The municipality of Ra'anana will raise NIS 200 million from a municipal bond issue directly placed with institutional investors.
"For the first time an Israeli city will be raising money exactly as if it had been a corporation," said Nahum Hofri, Ra'anana mayor.
The municipal bond market in Israel finally kicked off in September when the Ramle municipality issued the first municipal bond but Ra'anana will be the first to issue so-called general obligation bonds.
GOs are municipality bonds, which are issued with the belief that a municipality will be able to repay its debt obligation. GOs represent a promise by the issuing municipality to levy enough taxes as necessary in order to make timely and complete payments to investors and no assets are used as collateral.

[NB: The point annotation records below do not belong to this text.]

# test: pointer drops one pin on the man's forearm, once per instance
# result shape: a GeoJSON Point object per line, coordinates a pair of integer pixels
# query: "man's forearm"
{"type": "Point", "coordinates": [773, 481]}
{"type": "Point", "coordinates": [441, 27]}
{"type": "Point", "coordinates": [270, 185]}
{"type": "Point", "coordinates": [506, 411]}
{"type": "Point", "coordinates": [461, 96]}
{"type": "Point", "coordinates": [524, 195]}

"For the past 11 years we have ended the year with a surplus," Hofri boasted.
Ra'anana will issue up to NIS 200m. of bonds, which will mature in 10 years.
Proceeds from the bond issue will be used in part to build, develop, and operate specific infrastructure and road projects as well as projects for sports, entertainment and educational activities in the city. Some NIS 85m. would be used to fund town projects and NIS 115m. to pay off banking loans.
Issuing municipal bonds entails credit rating and exposure while also offering a way to vary sources and reduce dependence on the banks. Until the past few months, the only way for Israeli local authorities to raise credit was through banks. In its forecast for 2006, Maalot, the credit rating agency, estimates that this market will intensify and many cities will decide to tap into the commercial potential inherent in municipal bonds.
Ron Lubash, a Raanana local and one of the founders of Markste is advising the municipality of Ra'anana in the deal.